Komm mir nicht mit diesem Was-mir-lieber-wäre-Mist! Ich würde lieber zu Hause sitzen und ein gutes Buch lesen!

Es ist kein Lesen, wenn du dir ein Buch auf den Schoß legst, während du dich betrinkst.

Severus schloss die Augen und griff sich an die Nasenwurzel. Weißt du was? Vergiss es … Sonst noch was?

Ja. Denk daran, die Prophezeiungskugel hier zu lassen. Und mach dir nicht die Mühe, deinen Umhang mitzunehmen. Er wird dich nur behindern.

Er antwortete nicht darauf und näherte sich dem Schleier. Der fast durchsichtige Stoff bewegte sich schwach, so als ob kleine Windstöße von der anderen Seite herüberwehten. Und als Severus das Podest, auf dem der Torbogen stand, bestieg, glaubte er, ein entferntes Flüstern zu hören, das ihn anlockte.

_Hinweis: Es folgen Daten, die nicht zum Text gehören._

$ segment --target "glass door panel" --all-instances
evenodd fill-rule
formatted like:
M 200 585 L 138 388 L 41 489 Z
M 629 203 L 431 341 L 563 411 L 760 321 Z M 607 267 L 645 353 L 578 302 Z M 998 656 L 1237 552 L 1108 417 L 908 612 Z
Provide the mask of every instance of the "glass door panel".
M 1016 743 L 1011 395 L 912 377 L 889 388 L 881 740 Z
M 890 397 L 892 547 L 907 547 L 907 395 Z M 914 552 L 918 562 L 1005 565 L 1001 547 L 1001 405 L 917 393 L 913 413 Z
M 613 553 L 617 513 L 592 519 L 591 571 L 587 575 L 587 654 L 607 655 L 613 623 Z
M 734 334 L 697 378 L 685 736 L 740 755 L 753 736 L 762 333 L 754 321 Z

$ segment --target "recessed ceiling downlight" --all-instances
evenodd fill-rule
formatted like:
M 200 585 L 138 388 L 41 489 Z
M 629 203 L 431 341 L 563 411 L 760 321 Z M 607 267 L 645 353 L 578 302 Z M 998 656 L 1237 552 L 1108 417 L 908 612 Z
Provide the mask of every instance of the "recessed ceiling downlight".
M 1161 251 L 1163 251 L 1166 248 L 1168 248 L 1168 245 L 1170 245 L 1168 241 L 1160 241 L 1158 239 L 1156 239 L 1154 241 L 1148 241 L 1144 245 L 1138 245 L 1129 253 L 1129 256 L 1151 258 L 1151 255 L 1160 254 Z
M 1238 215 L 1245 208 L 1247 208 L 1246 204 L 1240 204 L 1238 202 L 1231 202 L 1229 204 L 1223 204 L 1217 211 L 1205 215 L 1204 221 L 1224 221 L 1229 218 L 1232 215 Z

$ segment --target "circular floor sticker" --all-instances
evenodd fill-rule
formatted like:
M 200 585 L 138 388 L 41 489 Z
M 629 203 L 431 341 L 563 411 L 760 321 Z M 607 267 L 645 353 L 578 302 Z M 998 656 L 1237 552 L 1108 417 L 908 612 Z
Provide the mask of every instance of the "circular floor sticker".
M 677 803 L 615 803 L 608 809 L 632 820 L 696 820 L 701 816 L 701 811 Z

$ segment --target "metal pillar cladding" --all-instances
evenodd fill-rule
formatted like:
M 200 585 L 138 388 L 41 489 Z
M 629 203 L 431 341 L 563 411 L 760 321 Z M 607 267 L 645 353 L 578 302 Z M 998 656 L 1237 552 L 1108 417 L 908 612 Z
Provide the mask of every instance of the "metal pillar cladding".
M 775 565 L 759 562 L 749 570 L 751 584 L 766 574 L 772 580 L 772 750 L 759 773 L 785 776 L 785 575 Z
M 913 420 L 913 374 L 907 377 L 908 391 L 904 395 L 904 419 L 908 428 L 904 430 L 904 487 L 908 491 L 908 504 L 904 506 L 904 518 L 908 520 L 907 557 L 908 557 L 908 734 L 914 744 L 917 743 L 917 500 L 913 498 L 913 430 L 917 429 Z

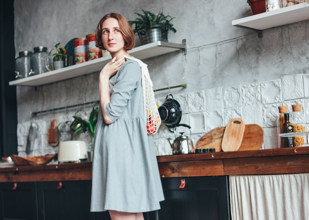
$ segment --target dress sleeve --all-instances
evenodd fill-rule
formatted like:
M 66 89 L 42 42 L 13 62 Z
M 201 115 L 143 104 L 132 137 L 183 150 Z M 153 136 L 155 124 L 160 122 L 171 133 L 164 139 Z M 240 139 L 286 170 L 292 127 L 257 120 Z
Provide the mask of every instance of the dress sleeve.
M 111 102 L 106 107 L 106 113 L 113 121 L 117 120 L 141 82 L 141 71 L 138 63 L 128 60 L 116 73 L 112 87 Z

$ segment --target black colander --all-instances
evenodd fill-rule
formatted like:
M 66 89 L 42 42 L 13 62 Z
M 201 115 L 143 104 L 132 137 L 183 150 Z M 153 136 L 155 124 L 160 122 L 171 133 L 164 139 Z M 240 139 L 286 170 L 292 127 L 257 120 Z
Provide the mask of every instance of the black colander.
M 170 96 L 171 98 L 168 99 Z M 181 119 L 181 108 L 171 94 L 167 95 L 165 101 L 158 110 L 162 122 L 169 128 L 174 128 L 179 123 Z

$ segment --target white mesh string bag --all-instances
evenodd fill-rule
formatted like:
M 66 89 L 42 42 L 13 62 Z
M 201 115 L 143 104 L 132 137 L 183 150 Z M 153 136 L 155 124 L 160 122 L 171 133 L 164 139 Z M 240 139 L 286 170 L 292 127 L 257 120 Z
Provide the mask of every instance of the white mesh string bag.
M 146 121 L 146 130 L 149 135 L 155 134 L 161 125 L 161 118 L 154 99 L 153 82 L 150 78 L 147 65 L 138 59 L 124 56 L 127 59 L 137 61 L 142 70 L 142 87 L 144 102 L 144 114 Z

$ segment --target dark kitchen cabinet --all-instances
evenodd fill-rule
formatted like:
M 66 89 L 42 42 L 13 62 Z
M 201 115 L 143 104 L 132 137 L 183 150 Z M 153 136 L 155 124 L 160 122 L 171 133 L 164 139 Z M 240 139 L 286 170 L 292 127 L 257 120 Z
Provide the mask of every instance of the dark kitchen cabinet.
M 91 181 L 0 183 L 0 220 L 110 220 L 90 211 Z
M 91 183 L 90 181 L 38 182 L 39 219 L 93 219 L 90 212 Z
M 179 188 L 181 180 L 186 181 Z M 231 219 L 227 176 L 162 178 L 165 200 L 145 220 Z M 61 183 L 61 184 L 59 184 Z M 110 220 L 90 211 L 91 181 L 0 183 L 0 220 Z
M 231 219 L 228 176 L 162 178 L 165 200 L 149 220 Z M 186 184 L 180 188 L 181 181 Z
M 0 220 L 37 220 L 36 183 L 0 183 Z
M 0 1 L 0 157 L 17 153 L 14 1 Z

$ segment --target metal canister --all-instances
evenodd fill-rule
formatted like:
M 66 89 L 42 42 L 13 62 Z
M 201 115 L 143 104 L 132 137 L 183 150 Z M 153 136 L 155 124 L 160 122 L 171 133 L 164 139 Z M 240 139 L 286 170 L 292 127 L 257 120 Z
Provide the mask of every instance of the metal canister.
M 102 57 L 102 50 L 95 45 L 95 34 L 91 34 L 86 36 L 88 60 L 94 60 Z
M 19 56 L 15 59 L 15 78 L 24 78 L 31 75 L 32 71 L 30 62 L 30 56 L 32 52 L 24 50 L 19 53 Z
M 34 74 L 48 72 L 45 65 L 45 57 L 48 55 L 47 48 L 39 46 L 33 48 L 34 53 L 31 54 L 31 67 Z
M 74 60 L 75 64 L 87 61 L 87 40 L 79 38 L 74 40 Z

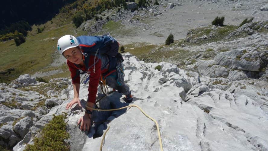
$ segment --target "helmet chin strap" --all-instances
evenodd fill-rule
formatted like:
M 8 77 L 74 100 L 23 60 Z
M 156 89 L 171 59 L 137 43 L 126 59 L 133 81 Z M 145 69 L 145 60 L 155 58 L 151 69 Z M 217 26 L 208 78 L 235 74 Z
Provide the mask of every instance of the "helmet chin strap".
M 81 47 L 79 47 L 79 48 L 80 48 L 80 52 L 81 52 L 81 53 L 82 53 L 82 55 L 83 56 L 83 57 L 82 59 L 83 61 L 85 61 L 85 55 L 84 54 L 84 53 L 83 53 L 83 51 L 82 51 L 82 49 L 81 49 Z

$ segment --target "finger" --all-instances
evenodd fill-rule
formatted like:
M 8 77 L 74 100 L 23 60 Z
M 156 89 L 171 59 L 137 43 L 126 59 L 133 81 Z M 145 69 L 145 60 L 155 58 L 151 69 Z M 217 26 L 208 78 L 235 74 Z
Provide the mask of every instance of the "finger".
M 65 108 L 65 110 L 68 110 L 68 108 L 69 108 L 69 106 L 70 105 L 70 103 L 68 104 L 67 104 L 67 106 L 66 106 L 66 107 Z
M 84 126 L 84 122 L 83 120 L 81 122 L 81 125 L 80 125 L 80 130 L 83 130 L 83 126 Z
M 71 103 L 71 105 L 70 105 L 70 106 L 69 107 L 69 109 L 71 109 L 71 108 L 72 108 L 72 105 L 73 105 L 73 104 L 72 104 L 72 103 Z
M 79 125 L 79 124 L 80 123 L 80 122 L 81 122 L 81 119 L 80 118 L 80 119 L 78 121 L 78 123 L 77 123 L 77 125 Z
M 89 129 L 90 128 L 90 123 L 88 124 L 88 131 L 89 130 Z

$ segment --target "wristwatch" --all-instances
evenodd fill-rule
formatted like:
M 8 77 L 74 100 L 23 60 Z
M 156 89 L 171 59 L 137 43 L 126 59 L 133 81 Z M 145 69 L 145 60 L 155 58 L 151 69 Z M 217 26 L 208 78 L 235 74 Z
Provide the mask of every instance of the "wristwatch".
M 86 113 L 88 114 L 92 114 L 92 112 L 89 110 L 86 109 Z

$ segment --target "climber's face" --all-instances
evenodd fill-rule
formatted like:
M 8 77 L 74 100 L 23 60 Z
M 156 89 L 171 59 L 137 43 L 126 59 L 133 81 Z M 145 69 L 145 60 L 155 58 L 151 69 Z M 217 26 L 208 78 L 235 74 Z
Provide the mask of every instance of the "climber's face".
M 79 64 L 83 62 L 83 55 L 79 47 L 72 48 L 63 52 L 63 55 L 69 61 Z

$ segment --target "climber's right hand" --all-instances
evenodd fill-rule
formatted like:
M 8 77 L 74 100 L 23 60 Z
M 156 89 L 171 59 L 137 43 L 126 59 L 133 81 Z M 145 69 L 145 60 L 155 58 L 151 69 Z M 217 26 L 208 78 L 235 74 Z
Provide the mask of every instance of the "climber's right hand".
M 66 106 L 66 107 L 65 108 L 65 109 L 68 110 L 69 109 L 72 108 L 72 106 L 73 105 L 76 103 L 78 103 L 78 105 L 80 107 L 82 107 L 82 105 L 81 105 L 81 103 L 80 102 L 80 99 L 79 99 L 79 98 L 74 98 L 70 103 L 67 104 L 67 106 Z

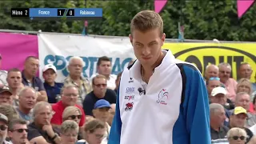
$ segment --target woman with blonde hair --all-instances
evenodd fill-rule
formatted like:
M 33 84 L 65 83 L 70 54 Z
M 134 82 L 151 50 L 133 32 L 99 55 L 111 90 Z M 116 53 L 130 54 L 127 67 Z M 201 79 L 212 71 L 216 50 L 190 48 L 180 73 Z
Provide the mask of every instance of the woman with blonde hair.
M 106 144 L 102 140 L 106 137 L 105 123 L 98 119 L 91 119 L 84 126 L 85 139 L 77 143 L 84 144 Z
M 230 144 L 245 144 L 247 134 L 245 130 L 234 127 L 227 132 L 226 137 Z

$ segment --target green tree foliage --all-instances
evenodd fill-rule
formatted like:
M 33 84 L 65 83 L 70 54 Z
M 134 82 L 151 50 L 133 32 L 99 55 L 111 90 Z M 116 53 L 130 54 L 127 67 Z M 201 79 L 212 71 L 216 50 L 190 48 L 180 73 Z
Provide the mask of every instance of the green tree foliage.
M 89 21 L 88 33 L 127 36 L 133 16 L 142 10 L 154 10 L 153 0 L 130 1 L 0 1 L 0 28 L 81 34 L 82 21 L 34 22 L 10 18 L 13 7 L 90 7 L 102 8 L 102 20 Z M 160 13 L 166 37 L 177 38 L 178 23 L 185 26 L 187 39 L 256 41 L 256 3 L 238 19 L 236 1 L 168 1 Z

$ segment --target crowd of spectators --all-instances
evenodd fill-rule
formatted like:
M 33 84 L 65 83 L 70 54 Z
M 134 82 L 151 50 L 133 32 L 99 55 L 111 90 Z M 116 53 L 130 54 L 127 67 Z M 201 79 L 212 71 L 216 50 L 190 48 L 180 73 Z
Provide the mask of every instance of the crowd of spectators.
M 72 57 L 63 82 L 55 82 L 52 64 L 44 66 L 40 79 L 38 66 L 38 58 L 30 56 L 22 70 L 0 70 L 0 143 L 106 144 L 122 76 L 111 74 L 110 59 L 99 58 L 97 73 L 87 78 L 83 60 Z M 225 62 L 206 67 L 212 143 L 256 143 L 253 70 L 241 64 L 238 81 L 231 70 Z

Ich werde Black dort nicht treffen, oder?

Nein.

Severus nickte langsam und nahm einen weiteren Schluck des Kopfschmerztranks, bevor er seinen Zauberstab und den Flüssigen Patronus aus seinem Umhang zog und eben jenen zusammenfaltete, um ihn hinter einer der Säulen des Torbogens zu verstauen; etwaige Wachen mussten ja nicht mehr als unbedingt nötig auf seine Anwesenheit hier aufmerksam gemacht werden. Dann schluckte er zuerst seine schwelende Übelkeit und schließlich den Trank.

Der ihn tatsächlich in eine verdammte Glühbirne verwandelte.

Das bläuliche Patronus-Licht sickerte aus seiner Haut und durchdrang sogar den Stoff seiner Kleidung. Die Kammer des Todes wurde in Licht getaucht und seine Kopfschmerzen verschlimmerten sich trotz des Trankes, den er gerade eben genommen hatte. „Großartig", murmelte er und blinzelte dagegen an.

Geh! Du hast nur zwei Stunden Zeit.

Und so tat Severus seinen möglicherweise letzten Atemzug und schritt durch den Schleier.